Calumnious phone calls from anonymous sources are an ominous sign for the days to come, but it gets worse. There have been over 110 political assassinations since the campaign period began on September 8. Most have been candidates, especially on the local level. These elections are already among the bloodiest in Mexican history. On June 2, for example, four women politicians who were assassinated, including Juana Maldonado, a candidate in Puebla, and Pamela Teran, a candidate in Oaxaca who was murdered with the young photographer assigned to cover her campaign, Maria Del Sol Cruz.
The National Electoral Institute decried the violence, but according to CNN declared that it does not have sufficient evidence to prove that the violence is linked to the elections. It’s a coincidence that candidates are being assassinated at a rate of several a day, just weeks before the elections?
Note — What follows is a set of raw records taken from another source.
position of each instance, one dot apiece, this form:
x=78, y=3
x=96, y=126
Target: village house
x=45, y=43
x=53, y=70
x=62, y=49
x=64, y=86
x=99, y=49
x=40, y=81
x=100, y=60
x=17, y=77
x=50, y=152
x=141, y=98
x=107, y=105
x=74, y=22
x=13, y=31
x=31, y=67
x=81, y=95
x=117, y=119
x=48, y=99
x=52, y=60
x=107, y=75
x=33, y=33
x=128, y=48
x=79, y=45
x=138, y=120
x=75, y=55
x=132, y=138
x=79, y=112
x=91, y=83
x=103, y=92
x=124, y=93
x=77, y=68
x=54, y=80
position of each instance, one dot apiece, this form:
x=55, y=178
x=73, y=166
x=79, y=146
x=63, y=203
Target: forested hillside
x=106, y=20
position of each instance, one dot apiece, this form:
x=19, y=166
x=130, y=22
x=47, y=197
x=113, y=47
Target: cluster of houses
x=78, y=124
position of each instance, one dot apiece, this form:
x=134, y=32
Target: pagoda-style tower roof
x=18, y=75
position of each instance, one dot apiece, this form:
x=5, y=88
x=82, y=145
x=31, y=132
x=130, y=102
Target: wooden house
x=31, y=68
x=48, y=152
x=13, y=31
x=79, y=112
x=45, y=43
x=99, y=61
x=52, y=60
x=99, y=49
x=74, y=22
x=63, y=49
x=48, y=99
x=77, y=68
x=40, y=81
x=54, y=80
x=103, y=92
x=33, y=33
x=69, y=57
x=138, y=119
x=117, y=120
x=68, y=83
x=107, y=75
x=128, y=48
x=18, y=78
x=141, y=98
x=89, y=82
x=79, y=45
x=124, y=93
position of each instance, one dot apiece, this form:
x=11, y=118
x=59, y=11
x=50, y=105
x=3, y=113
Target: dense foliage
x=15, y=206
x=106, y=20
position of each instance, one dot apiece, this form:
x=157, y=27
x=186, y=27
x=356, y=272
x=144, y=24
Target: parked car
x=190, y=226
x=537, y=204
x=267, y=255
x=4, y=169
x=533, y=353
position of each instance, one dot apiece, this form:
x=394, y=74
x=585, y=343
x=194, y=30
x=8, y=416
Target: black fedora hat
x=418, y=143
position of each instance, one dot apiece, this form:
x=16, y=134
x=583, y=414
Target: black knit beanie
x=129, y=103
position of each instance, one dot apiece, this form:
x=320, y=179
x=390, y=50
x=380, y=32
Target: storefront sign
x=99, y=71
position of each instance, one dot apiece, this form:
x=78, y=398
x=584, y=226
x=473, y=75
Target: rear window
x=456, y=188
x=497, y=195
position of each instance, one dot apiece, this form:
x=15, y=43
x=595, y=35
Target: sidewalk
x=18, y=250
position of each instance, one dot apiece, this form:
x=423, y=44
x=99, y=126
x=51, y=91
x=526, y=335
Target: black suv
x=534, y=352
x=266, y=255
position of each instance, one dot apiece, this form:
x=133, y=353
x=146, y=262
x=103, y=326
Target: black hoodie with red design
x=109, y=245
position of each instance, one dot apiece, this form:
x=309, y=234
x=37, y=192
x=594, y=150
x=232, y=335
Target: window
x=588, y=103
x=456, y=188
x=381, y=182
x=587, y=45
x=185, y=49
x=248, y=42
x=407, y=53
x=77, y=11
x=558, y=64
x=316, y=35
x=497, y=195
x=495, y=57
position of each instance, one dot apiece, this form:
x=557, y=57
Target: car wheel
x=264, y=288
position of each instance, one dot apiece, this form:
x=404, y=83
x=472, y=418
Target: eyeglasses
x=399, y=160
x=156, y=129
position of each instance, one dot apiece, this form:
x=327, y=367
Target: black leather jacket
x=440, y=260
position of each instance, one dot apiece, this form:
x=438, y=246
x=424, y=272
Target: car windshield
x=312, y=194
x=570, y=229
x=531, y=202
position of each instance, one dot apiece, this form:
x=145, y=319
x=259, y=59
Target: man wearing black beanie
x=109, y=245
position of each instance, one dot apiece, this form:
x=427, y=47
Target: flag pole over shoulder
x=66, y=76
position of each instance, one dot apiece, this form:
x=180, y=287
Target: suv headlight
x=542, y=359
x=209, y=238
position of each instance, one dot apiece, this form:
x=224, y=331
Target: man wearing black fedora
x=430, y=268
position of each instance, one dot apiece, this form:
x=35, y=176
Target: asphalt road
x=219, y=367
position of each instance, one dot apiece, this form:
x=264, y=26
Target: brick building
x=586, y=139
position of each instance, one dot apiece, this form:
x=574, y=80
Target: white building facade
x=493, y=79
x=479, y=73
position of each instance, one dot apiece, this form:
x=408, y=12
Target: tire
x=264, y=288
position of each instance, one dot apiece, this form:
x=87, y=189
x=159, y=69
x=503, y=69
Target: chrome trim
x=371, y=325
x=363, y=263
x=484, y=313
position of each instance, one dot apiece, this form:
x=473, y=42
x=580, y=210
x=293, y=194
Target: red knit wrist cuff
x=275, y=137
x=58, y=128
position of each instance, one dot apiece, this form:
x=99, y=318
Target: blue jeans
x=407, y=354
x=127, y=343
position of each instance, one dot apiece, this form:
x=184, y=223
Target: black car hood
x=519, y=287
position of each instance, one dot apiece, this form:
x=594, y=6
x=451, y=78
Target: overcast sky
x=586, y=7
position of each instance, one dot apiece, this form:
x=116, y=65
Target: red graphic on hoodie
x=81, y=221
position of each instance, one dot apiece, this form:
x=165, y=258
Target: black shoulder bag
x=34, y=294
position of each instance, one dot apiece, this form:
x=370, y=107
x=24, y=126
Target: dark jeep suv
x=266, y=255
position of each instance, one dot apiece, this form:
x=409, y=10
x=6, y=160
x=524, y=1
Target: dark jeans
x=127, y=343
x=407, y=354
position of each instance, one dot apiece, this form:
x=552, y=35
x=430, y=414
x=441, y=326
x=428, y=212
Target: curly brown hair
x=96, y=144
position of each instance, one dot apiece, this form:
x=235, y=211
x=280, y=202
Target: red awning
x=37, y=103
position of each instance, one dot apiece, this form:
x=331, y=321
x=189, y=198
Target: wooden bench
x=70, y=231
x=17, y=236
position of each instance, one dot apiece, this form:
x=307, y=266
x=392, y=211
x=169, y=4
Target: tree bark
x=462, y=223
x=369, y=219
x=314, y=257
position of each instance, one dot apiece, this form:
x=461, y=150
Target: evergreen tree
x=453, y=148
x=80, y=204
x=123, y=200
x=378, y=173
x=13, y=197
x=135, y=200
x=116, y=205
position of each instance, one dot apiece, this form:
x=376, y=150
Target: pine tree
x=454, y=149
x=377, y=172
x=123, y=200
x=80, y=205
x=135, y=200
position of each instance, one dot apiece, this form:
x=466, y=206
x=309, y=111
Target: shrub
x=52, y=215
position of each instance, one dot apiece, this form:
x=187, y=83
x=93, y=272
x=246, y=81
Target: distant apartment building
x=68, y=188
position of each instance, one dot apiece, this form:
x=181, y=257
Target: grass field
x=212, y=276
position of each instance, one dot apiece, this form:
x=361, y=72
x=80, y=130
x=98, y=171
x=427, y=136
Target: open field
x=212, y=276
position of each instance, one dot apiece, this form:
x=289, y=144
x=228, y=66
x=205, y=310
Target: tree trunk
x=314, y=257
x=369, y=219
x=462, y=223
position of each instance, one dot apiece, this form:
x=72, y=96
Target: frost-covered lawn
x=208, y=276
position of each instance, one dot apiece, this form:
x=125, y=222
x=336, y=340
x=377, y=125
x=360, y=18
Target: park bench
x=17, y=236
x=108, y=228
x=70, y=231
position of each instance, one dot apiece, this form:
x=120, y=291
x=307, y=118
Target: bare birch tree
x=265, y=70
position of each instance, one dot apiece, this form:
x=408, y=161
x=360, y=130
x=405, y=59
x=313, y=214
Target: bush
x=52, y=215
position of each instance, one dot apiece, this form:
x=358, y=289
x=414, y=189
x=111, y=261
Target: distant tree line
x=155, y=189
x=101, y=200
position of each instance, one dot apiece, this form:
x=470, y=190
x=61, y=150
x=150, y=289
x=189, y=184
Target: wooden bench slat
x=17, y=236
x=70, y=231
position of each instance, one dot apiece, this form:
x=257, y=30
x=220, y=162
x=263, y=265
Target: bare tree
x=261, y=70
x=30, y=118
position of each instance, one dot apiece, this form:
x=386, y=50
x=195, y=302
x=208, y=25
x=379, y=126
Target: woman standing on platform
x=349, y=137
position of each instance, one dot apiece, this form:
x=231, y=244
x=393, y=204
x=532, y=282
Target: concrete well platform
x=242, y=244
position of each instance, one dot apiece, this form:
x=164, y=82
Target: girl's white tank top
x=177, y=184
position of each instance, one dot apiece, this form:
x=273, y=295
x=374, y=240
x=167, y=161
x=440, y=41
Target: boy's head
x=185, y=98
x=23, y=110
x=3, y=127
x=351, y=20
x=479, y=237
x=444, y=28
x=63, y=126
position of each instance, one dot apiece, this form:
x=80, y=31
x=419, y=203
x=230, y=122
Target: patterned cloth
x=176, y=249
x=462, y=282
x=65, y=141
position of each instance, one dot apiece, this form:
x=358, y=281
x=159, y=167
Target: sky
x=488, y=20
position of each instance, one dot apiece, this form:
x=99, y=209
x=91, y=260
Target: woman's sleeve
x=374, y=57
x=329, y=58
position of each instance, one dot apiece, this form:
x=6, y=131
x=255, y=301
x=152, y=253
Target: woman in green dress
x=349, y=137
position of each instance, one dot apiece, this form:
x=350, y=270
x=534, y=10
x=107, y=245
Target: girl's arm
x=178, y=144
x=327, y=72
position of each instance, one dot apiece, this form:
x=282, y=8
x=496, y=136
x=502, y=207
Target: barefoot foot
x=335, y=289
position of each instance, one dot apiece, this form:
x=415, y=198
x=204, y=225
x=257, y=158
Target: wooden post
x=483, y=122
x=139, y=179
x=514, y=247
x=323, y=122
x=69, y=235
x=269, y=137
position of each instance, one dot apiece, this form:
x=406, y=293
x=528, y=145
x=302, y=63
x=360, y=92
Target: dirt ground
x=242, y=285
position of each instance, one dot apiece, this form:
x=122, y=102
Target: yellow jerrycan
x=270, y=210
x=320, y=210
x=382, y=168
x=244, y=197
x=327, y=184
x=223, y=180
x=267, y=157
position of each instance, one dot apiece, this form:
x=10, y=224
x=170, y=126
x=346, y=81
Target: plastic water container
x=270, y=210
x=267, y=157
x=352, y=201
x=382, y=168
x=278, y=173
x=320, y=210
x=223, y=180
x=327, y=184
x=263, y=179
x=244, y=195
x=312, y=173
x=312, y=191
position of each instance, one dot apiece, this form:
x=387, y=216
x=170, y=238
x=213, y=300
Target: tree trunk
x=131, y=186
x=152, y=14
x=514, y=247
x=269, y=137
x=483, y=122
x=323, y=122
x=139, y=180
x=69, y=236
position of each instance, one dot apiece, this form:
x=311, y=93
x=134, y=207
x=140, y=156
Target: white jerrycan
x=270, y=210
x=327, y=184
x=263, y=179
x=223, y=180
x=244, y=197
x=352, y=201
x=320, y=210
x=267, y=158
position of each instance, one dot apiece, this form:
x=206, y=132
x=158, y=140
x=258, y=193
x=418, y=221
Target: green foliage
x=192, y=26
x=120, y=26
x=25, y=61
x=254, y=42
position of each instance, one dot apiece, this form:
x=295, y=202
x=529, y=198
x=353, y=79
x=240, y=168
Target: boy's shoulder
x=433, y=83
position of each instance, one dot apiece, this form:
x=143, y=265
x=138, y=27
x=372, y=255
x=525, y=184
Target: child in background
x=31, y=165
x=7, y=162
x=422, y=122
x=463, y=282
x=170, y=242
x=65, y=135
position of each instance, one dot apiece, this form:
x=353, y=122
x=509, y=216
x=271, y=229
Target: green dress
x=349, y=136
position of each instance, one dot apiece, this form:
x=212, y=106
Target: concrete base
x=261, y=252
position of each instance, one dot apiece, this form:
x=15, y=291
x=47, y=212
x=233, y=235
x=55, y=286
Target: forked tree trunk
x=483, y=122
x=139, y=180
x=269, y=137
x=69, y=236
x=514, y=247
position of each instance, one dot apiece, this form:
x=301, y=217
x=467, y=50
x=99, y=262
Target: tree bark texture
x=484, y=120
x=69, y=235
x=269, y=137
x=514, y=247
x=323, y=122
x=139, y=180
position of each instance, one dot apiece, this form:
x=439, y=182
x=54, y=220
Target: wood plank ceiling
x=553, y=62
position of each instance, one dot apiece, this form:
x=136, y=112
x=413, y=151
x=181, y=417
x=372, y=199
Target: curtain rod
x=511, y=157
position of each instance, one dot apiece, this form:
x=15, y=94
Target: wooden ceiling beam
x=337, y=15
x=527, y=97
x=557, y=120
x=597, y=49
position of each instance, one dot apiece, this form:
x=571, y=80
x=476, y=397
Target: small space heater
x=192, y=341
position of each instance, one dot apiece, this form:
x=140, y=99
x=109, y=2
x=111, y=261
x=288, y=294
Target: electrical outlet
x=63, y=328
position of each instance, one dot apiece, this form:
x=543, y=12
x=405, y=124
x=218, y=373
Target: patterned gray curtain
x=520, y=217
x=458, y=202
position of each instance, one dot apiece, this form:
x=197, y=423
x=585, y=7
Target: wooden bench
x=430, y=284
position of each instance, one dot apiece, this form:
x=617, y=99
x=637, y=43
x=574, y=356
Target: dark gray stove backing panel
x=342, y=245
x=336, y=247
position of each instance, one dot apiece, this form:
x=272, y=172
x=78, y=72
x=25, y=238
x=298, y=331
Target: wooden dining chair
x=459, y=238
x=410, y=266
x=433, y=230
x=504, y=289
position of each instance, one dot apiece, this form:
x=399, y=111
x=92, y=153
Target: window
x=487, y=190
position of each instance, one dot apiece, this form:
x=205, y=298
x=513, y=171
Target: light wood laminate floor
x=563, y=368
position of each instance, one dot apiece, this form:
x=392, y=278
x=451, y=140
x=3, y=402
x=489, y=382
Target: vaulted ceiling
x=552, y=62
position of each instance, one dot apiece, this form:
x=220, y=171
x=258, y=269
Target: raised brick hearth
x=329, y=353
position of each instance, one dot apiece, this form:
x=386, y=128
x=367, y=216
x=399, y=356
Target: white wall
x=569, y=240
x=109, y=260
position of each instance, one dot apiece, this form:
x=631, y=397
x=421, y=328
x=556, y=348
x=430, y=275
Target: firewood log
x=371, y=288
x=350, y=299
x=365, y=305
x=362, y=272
Kofi Annan, former secretary general of the United Nations, stated without control, criminal violence is a serious threat to the democratic institutions, and undoubtedly, to democracy itself. On May 10th the Inter-American Commission on Human Rights declared it observes a situation of special risk to political actors in the country, including PRI candidates and candidates of different movements and political affiliations, and demanded that the authorities carry out investigations and respect due process.
The situation is critical. Citizen groups are pressuring the electoral authorities to take a more active role in denouncing and investigating the violence before a cloud of fear settles over the nation on election day, which could threaten lives, keep people home on voting day, and restrict their choices. Low turnout favors the institutional party, which can fall back on its core voter base, forged in large part on vote buying and voter coercion, which is also rampant at this stage of the elections.
Meanwhile, the center-left candidate Andres Manuel Lopez Obrador is maintaining his lead, and the assumption that he will take the presidency is growing even among reluctant actors, such as the financial sector. The hard core that rejects this outcome is becoming more aggressive in its tactics and actions. But with every affront, the citizenry invents new ways to call out the dirty tricks on social media, organize for poll watching, and create endless memes and parodies to relieve the tension that surrounds these elections.